# How to write a statistical analysis paper: Step 4

We’ve looked at data on Body Mass Index (BMI) by race. Now let’s take a look at our sample another way. Instead of using BMI as a variable, let’s use obesity as a dichotomous variable, defined as a BMI greater than 30. It just so happened (really) that this variable was already in the data set so I didn’t even need to create it.

The code is super-simple and shown below. The reserved SAS keywords are capitalized just to make it easier to spot what must remain the same. Let’s look at this line by line

LIBNAME mydata “/courses/some123/c_1234/” ACCESS=READONLY;

PROC FREQ DATA = mydata.coh602 ;

TABLES race*obese / CHISQ ;

WHERE race NE “” ;

RUN ;

LIBNAME mydata “/courses/some123/c_1234/” ACCESS=READONLY;

Identifies the directory where the data for your course are stored. As a student, you only have read access.
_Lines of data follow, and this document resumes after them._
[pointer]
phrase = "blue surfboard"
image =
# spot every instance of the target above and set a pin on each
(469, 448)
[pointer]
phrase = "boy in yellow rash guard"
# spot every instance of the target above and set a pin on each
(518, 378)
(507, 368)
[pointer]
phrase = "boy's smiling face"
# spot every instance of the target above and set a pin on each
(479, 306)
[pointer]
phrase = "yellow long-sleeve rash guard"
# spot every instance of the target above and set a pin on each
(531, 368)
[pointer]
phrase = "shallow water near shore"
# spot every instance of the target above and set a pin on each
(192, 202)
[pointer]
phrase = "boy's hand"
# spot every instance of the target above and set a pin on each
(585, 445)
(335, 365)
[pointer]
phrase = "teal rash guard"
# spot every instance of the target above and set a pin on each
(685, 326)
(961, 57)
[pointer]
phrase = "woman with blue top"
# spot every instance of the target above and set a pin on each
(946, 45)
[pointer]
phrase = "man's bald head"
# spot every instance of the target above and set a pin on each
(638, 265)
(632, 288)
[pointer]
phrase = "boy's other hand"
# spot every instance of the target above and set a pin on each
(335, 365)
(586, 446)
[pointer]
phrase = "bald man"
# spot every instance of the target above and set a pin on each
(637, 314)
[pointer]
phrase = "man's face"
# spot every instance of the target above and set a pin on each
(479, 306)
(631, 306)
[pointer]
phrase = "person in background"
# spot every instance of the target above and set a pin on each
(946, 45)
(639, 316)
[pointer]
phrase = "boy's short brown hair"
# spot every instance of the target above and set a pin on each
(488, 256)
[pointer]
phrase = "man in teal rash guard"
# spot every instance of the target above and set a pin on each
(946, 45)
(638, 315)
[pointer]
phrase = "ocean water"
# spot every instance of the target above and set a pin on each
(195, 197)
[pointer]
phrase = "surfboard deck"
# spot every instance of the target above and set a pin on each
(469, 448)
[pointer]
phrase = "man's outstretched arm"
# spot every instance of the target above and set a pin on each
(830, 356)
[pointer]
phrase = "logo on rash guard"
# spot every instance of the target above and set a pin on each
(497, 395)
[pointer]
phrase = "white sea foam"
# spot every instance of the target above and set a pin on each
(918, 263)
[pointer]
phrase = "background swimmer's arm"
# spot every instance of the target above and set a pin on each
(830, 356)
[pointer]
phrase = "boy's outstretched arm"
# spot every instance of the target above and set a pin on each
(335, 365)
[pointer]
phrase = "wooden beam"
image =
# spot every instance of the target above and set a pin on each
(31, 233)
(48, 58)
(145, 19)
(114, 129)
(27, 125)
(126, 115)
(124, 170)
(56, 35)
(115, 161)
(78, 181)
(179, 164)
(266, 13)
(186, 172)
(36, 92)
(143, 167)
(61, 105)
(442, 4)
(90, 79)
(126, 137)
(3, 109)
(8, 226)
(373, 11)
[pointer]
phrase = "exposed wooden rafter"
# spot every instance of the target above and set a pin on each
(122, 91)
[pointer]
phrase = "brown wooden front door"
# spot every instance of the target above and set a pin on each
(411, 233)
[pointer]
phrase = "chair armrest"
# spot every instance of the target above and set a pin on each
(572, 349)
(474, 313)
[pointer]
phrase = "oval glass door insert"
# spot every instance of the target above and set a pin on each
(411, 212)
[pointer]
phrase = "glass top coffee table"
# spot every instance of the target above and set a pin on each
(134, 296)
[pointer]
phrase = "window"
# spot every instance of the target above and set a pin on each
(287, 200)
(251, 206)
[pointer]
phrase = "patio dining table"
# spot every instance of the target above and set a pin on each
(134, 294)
PROC FREQ DATA = mydata.coh602 ;

Begins the frequency procedure, using the data set in the directory linked with mydata in the previous statement.

TABLES race*obese / CHISQ ;

Creates a cross-tabulation of race by obesity and the CHISQ following the option statistic produces the second table you see below of chi-square and other statistics that test the hypothesis of a relationship between two categorical variables.

WHERE race NE “” ;

Only selects those observations where we have a value for race (where race is not equal to missing)

RUN ;

Pretty obvious? Runs the program.

Similar to our ANOVA results previously, we see that the obesity rates for black and Hispanic samples are similar at 35% and 38% while the proportion of the white population that is obese is 25%. These numbers are the percentage for each row. As is standard practice, a 0 for obesity means no, the respondent is not obese and a 1 means yes, the person is obese.

The CHISQ option produces the table below. The first three statistics are all tests of statistical significance of the relationship between the two variables.

You can see from this that there is a statistically significant relationship between race and obesity. Another way to phrase this might be that the distribution of obesity is not the same across races.

The next three statistics give you the size of the relationship. A value of 1.0 denotes perfect agreement (be suspicious if you find that, it’s more often you coded something wrong than that everyone of one race is different from everyone of another race). A value of 0 indicates no relationship whatsoever between the two variables. Phi and Cramer’s V range from -1 to +1 , while the contingency coefficient ranges from 0 to 1. The latter seems more reasonable to me since what does a “negative” relationship between two categorical variables really mean? Nothing.

From this you can conclude that the relationship between obesity and race is not zero and that it is a fairly small relationship.

Next, I’d like to look at the odds ratios and also include some multivariate analyses. However, I’m still sick and some idiot hit my brand new car on the freeway yesterday and sped off, so I am both sick and annoyed. So … I’m going back to bed and discussion of the next analyses will have to wait until tomorrow.